A Coventry kid who helped make
Australia into a country has replaced the Queen on a banknote down
under.
Sir Henry Parkes was Prime
Minister of New South Wales five times, and was known as the “Father
of the Federation”.
He is now the centre of an
antipodean storm as he has been selected to replace the Queen on the
$5 note.
But his roots stretch to the
other side of the world, and to a little cottage in what is now part
of Coventry.
Born in Moat House Lane,
Canley in 1815, and christened in Stoneleigh, he was the youngest
child of one of Lord Leigh’s tenant farmer.
He lived in the area until
misfortune hit his family. His father was jailed for debt and they
were driven from their land.
The young Henry then was set
to work in a road-mending gang in Gloucestershire, and then went to
work in a rope factory.
After some time he moved to
Birmingham where he was apprenticed to an ivory turner.
Stuck in poverty as a young
married man, with his first two children dying in infancy, he got a
free place on an emigrant ship, Strathfieldsaye, and went to Australia
in 1839.
Two days out of Sydney, he and
his wife Clarinda gave birth to a daughter, also called Clarinda, at
the height of a storm.
Parkes arrived with just three
shillings to his name, and after a few business set-backs, made a
success of desk and toy business in Sydney.

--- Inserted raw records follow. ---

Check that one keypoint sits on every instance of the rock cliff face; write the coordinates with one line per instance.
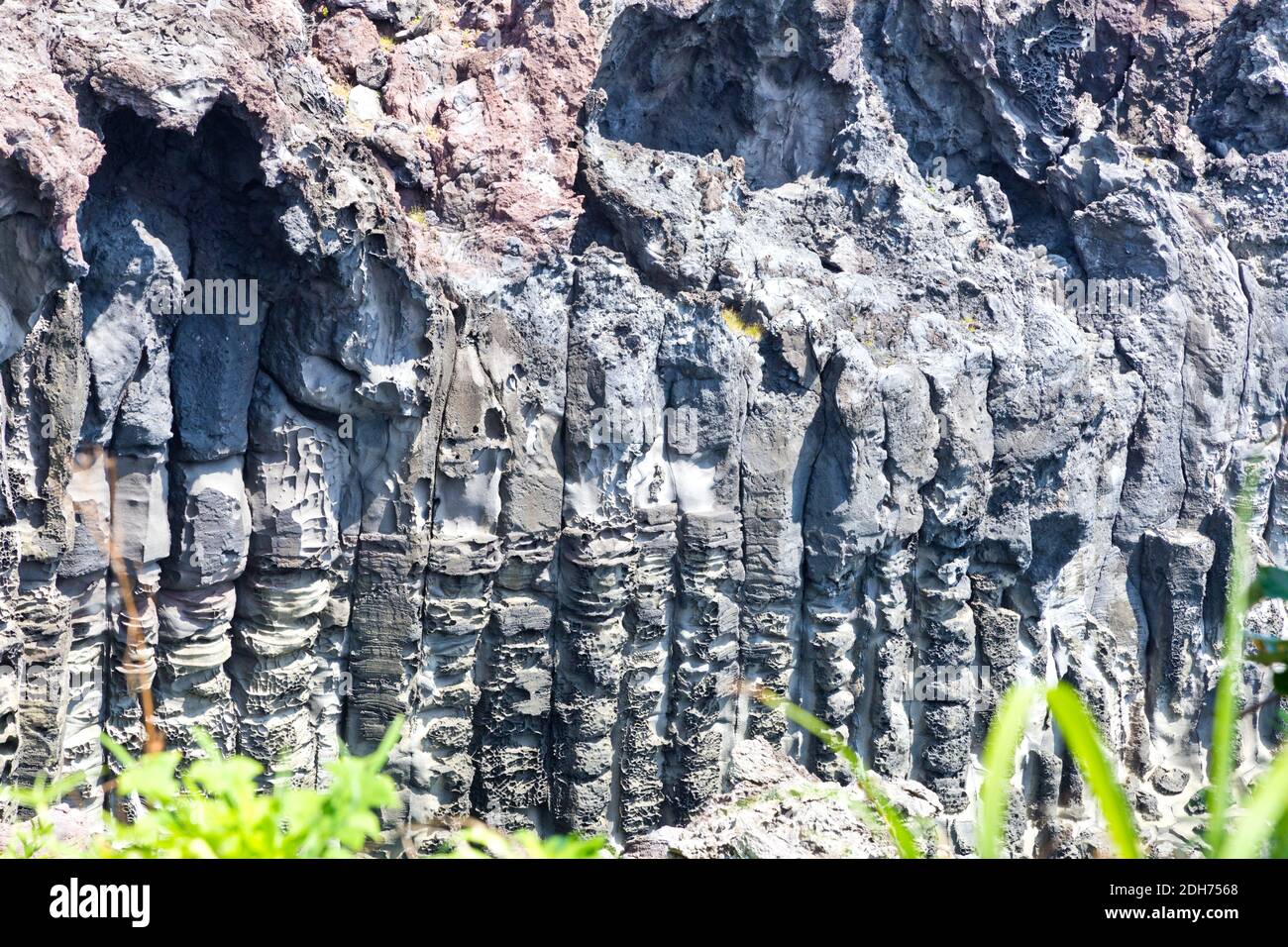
(542, 369)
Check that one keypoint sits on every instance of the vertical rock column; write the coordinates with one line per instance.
(954, 504)
(210, 519)
(846, 489)
(464, 556)
(885, 642)
(528, 360)
(647, 668)
(215, 359)
(614, 470)
(780, 446)
(704, 660)
(296, 472)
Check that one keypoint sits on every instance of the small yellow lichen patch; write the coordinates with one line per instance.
(737, 324)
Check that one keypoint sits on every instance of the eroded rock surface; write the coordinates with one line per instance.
(541, 371)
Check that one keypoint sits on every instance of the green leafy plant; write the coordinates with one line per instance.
(35, 838)
(478, 840)
(215, 808)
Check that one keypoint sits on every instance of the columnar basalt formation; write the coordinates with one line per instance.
(552, 375)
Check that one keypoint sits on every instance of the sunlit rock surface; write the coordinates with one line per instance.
(544, 371)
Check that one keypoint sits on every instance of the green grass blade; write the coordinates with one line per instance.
(898, 827)
(1082, 737)
(1004, 740)
(1265, 808)
(1225, 718)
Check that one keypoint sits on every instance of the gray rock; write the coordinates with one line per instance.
(612, 360)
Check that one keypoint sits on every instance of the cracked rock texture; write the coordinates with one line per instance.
(555, 367)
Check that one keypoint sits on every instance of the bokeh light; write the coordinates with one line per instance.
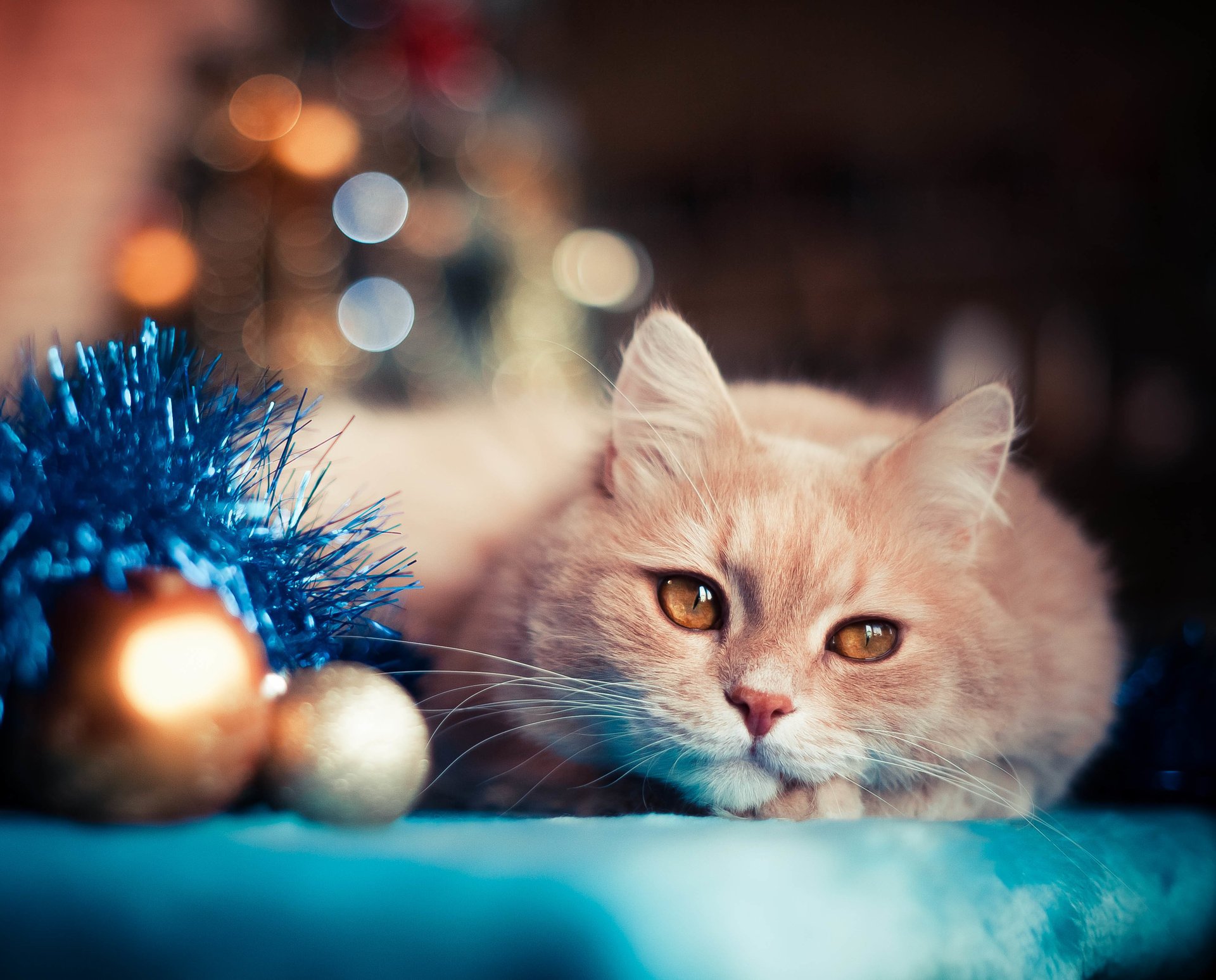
(376, 314)
(265, 107)
(502, 156)
(156, 268)
(324, 142)
(217, 144)
(598, 268)
(284, 334)
(308, 245)
(182, 664)
(370, 207)
(441, 223)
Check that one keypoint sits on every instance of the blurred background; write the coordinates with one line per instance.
(416, 201)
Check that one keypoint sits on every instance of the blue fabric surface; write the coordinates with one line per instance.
(434, 896)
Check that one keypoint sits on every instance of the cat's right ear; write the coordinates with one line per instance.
(669, 406)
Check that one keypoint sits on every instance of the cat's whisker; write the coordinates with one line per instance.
(883, 800)
(1034, 815)
(514, 730)
(628, 763)
(583, 682)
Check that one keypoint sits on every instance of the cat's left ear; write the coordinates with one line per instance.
(669, 406)
(949, 468)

He then started the Empire
newspaper, and used it as on outlet for his strong, and sometimes
radical, political views.
After being elected to the
legislative council in 1854, he successfully campaigned against the
transportation of convicts to Australia, and laid the foundation for
public education in Sydney.
A school near his home
cottage, in Prior Deram Walk, is names after him today, as is a nearby
road.
He became Prime Minister of
New South Wales in 1872. He held the office four times, and was a
leading figure behind moves to unite the six Australian colonies.
Life than began to turn full
circle, and his enemies pelted with flour and eggs when he was brought
out of retirement to address a hostile crowd.

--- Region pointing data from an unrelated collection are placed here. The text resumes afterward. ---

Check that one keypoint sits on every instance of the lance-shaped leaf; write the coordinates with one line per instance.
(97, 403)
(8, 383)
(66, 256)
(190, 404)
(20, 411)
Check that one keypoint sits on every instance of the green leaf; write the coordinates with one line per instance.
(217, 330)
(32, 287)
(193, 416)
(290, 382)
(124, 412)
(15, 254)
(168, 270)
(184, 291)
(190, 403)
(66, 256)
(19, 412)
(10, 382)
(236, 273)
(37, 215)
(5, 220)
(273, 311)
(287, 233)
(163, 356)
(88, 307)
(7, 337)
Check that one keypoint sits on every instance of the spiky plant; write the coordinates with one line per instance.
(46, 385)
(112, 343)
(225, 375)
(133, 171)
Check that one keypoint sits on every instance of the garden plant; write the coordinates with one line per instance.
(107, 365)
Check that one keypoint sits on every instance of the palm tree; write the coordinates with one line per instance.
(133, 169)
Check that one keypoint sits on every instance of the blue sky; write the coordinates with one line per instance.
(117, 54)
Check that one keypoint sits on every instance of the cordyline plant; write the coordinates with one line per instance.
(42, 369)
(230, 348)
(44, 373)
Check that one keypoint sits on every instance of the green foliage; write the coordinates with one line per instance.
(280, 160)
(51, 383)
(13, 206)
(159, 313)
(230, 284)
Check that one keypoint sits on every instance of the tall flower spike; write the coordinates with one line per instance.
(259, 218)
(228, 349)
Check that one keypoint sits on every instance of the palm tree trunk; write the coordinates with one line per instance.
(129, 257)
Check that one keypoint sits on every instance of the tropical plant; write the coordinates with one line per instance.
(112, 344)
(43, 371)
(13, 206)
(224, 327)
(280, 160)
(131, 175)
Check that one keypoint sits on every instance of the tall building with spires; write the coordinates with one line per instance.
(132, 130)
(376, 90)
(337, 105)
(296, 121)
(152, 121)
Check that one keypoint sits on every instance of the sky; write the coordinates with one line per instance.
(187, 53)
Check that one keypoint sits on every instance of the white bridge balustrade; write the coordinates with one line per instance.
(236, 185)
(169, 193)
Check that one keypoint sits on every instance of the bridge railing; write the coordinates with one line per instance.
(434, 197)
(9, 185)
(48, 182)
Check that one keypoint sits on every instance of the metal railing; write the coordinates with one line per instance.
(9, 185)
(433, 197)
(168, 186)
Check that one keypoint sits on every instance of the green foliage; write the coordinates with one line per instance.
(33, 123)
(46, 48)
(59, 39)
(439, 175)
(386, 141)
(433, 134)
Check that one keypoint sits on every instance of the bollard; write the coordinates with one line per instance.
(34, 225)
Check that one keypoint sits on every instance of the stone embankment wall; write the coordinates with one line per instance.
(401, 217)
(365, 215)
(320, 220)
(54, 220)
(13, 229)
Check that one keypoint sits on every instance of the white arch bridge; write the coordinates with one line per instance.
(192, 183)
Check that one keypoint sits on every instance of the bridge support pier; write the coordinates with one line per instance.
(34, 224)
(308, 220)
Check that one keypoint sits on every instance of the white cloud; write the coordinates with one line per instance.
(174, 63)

He died shortly after that
episode, virtually a pauper. His nostalgia for the fields of
Warwickshire had remained – his house was called Kenilworth.
However, his name has lived
on. A town in New South Wales, Parkes, is named after him, and is
twinned with Coventry.
During the recent poll on
whether Australia should become a republic, his name was invoked by
the Monarchist camp, and there are two Sir Henry Parkes Foundations.
Peter Walters, of Coventry and
Warwickshire Promotions said Parkes’ new profile could attract more
visitors to the city to see his birthplace.
He said:
“He’s not well-known
here but he is in Australia and a lot of people visit Coventry from
there because they have family connections.
“It would be great to see
more Australians over here and this could attract them.